En effet. Il faudra de la recherche, des expérimentations, des innovations. Il faudra une coopération entre les clients dont c’est l’intérêt et les prestataires dont c’est la responsabilité. Et il faudra du temps. La perspective d’émergence du FM comme filière aménitaire n’est pas seulement un changement dans le système, mais un changement de système. Il n’est pas question seulement de bâtiments ou de satisfaction d’usagers de mètres carrés. Il s’agit d’écosystèmes « appropriés » aux deux sens du terme ; appropriables par les personnes et appropriés à ce qu’on y fait. Il s’agit d’environnements qui équipent en même temps qu’ils indiquent, qu’ils laissent libres et qu’ils s’adaptent au travailleur là où il travaille, dans ou hors les murs de l’entreprise.

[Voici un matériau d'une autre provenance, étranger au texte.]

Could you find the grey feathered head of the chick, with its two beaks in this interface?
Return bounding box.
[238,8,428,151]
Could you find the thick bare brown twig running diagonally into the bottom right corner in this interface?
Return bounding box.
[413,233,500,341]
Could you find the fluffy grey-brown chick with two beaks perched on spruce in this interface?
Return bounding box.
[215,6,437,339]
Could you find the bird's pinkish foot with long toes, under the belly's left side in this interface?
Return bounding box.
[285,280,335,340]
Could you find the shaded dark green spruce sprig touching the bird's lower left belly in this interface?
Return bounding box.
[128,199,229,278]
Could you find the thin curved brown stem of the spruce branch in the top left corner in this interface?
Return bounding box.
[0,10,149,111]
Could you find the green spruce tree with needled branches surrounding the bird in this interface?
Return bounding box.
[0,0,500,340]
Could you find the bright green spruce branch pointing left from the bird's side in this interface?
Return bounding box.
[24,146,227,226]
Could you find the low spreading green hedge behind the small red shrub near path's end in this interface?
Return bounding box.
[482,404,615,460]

La promesse économique du FM est conditionnée au déploiement d’une logique servicielle et d’usage dans les structures, dans les cultures et dans les instrumentations de gestion. Elle est dans l’invention d’un métier par l’intégration des services. Elle est dans une offre de valeur différente centrée sur l’usage, non pas définie en qualités substancielles, mais dans une pertinence située.

 

Un tel changement relève de l’innovation de rupture voire d’une disruption. Les acteurs ont-ils d’ores et déjà investi dans la R&D pour faire face à ces questions?

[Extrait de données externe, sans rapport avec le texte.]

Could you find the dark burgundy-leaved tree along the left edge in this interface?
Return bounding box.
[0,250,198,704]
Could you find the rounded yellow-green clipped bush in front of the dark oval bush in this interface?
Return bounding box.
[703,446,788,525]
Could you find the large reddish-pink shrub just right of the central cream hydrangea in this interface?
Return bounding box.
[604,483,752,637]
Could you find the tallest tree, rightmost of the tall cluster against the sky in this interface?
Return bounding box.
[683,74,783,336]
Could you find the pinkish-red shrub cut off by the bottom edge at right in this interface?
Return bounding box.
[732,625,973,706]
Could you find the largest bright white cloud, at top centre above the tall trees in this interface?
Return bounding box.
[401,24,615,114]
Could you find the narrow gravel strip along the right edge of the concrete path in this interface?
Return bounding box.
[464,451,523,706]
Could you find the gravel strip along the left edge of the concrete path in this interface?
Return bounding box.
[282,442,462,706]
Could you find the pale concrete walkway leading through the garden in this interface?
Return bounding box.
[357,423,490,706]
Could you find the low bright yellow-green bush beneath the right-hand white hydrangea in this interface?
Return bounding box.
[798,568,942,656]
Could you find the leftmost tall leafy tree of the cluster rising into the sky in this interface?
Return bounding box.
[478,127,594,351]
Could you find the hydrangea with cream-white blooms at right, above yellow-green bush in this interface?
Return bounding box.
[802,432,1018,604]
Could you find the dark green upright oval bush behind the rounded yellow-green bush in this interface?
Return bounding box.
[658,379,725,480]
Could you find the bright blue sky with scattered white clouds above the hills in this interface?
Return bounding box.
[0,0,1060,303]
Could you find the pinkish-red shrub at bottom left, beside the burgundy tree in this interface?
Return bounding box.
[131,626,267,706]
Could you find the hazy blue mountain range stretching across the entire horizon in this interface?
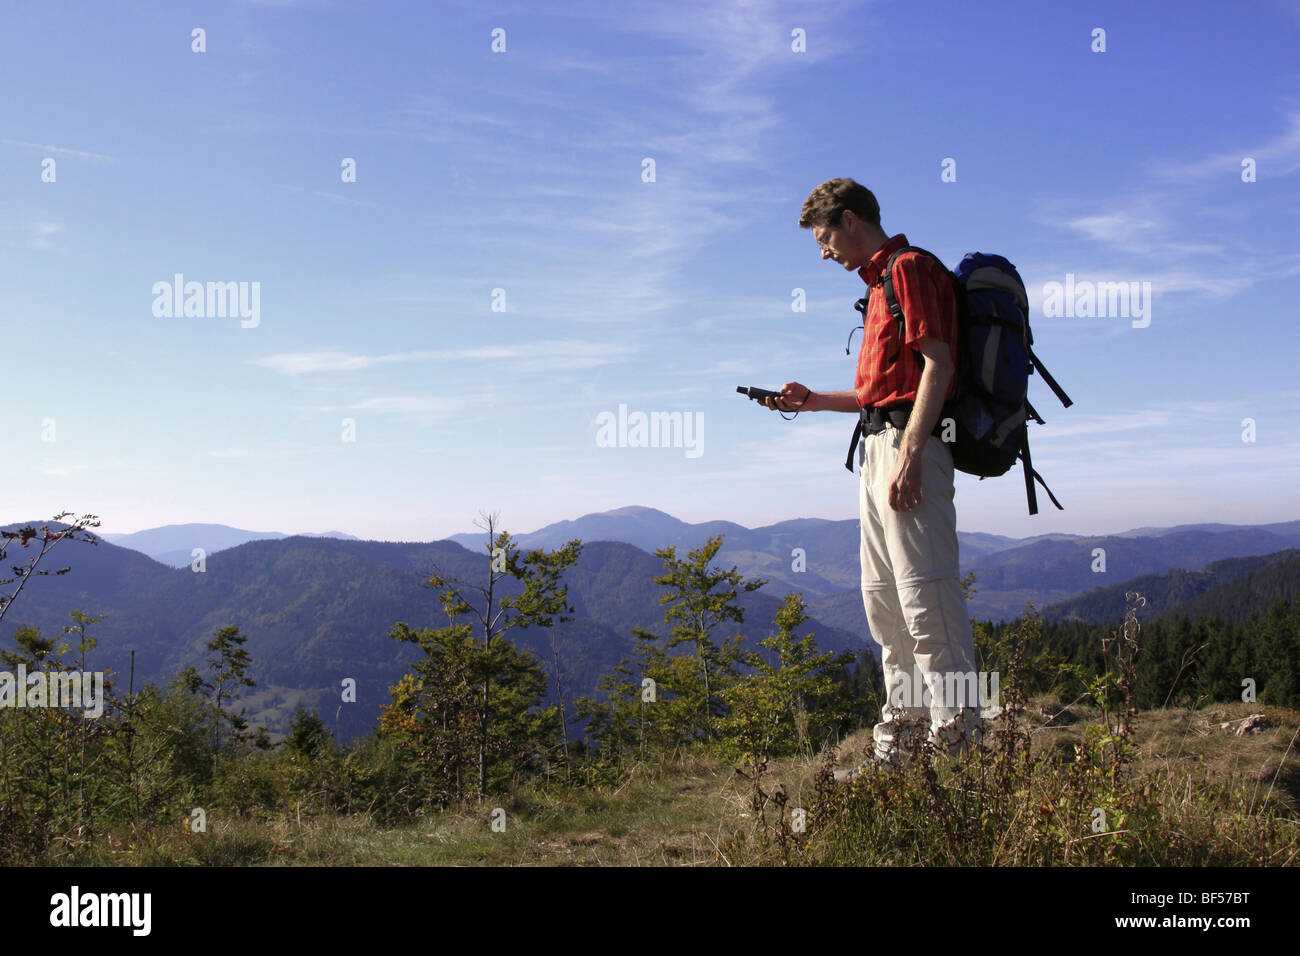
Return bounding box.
[0,507,1300,737]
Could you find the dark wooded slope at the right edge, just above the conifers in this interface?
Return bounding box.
[1043,549,1300,624]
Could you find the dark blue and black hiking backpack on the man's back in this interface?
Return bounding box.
[850,246,1074,515]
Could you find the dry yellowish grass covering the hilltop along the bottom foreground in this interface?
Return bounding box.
[43,700,1300,866]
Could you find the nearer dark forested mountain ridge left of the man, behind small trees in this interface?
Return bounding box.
[0,525,867,739]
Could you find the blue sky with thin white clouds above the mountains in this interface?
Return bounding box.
[0,0,1300,540]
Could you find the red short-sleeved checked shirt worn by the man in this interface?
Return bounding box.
[853,233,957,408]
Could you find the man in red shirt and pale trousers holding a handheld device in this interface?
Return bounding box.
[767,178,980,780]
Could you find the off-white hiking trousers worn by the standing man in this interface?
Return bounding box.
[859,424,980,756]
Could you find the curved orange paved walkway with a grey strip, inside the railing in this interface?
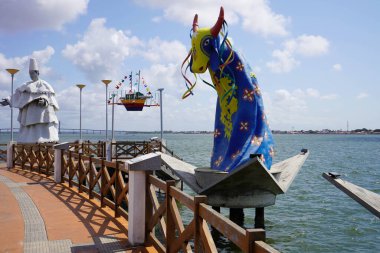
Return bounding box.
[0,163,155,253]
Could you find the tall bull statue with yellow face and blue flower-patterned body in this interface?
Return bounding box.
[182,7,274,172]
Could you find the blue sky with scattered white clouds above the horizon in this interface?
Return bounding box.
[0,0,380,131]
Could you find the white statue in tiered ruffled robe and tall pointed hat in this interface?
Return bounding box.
[1,59,59,143]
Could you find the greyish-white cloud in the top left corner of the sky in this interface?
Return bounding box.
[0,0,89,32]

La culture de R&D est encore faible dans ces activités. Nous ne sommes pas dans l’électronique de pointe ou la pharmacie. Il y a un intérêt spontané dans la profession sur les innovations technologiques ; digitalisation, capteurs, plateformes, BIM, robots. De même, l’innovation par l’offre (catalogue) est arpentée par tous (conciergerie, hospitality officers…). Comme pour la digitalisation, ce sont des innovations intéressantes, mais aisément copiables. Par différence, des enjeux de fond portant sur le service lui-même, au-delà des supports du service, restent étrangers aux cultures managériales des opérateurs. L’idée même qu’il y a matière à recherches et à expérimentations (pas seulement à des essais/erreurs), à l’aide des sciences du travail pour acquérir des savoirs faire discriminants, etc., n’est pas acquise. Nous nous y attelons avec le Consortium de Recherche (CRDIA), constitué de grandes entreprises clientes et de PME innovantes depuis avril 2016, avec un programme de recherches appliquées et opératoires. Cela va des nouveaux espaces adaptés aux nouvelles formes de travail, à la mesure de la valeur des services, en passant par l’innovation contractuelle, les gains de productivité, les territoires, la relation de travail, la formation. Nous y associons des chercheurs et des universitaires de différentes disciplines et horizons. Définir et porter ces recherches voulues par ses membres est l’objet du CRDIA.

 

LE CRDIA en bref

Partant du constat que le FM se trouve dans « une impasse systémique », Xavier Baron Conseil RH, Génie des Lieux et Thalès ont cofondé le Consortium de Recherche de l’Île Adam (CRDIA) en avril 2016. Rejoint depuis par EDF et Steam'O, et demain par d’autres grands donneurs d’ordres de tout secteur, il réunit des individus représentants des organisations de toutes tailles. Ils trouvent dans ce collectif les moyens de mener leurs propres recherches, à partir de leurs problématiques et enjeux. L’objectif final étant de contribuer à la maturation d’un secteur économique en pleine santé, générateur de valeur. Le parti pris du CRDIA est de mener tout à la fois et en parallèle des recherches à dimensions académiques et des expérimentations – y compris par prototypage – dans le but de concevoir un référentiel commun et partagé.

Plusieurs axes majeurs de recherche constituent aujourd’hui le programme :

• La mesure de la valeur des services

• L’innovation et productivité servicielles

• L’innovation contractuelle

• L’efficience des espaces de travail

• La dimension territoriale des espaces de travail

• L’articulation avec les territoires

• Les modalités de mobilisation de la main d’œuvre

• L’Université du FM (quels sont les moyens et les lieux de production des savoirs, de bonnes pratiques et d’enseignement… ?)

Déjà une thèse et des expérimentations sont en cours. D’autres suivront. Peuvent être intégrées au consortium, par cooptation, toutes personnes porteuses d’intention de recherche et d’expérimentation. « Pas d’adhésion, pas de conseil d’administration, mais un vrai collectif investi ! », soulignent les membres.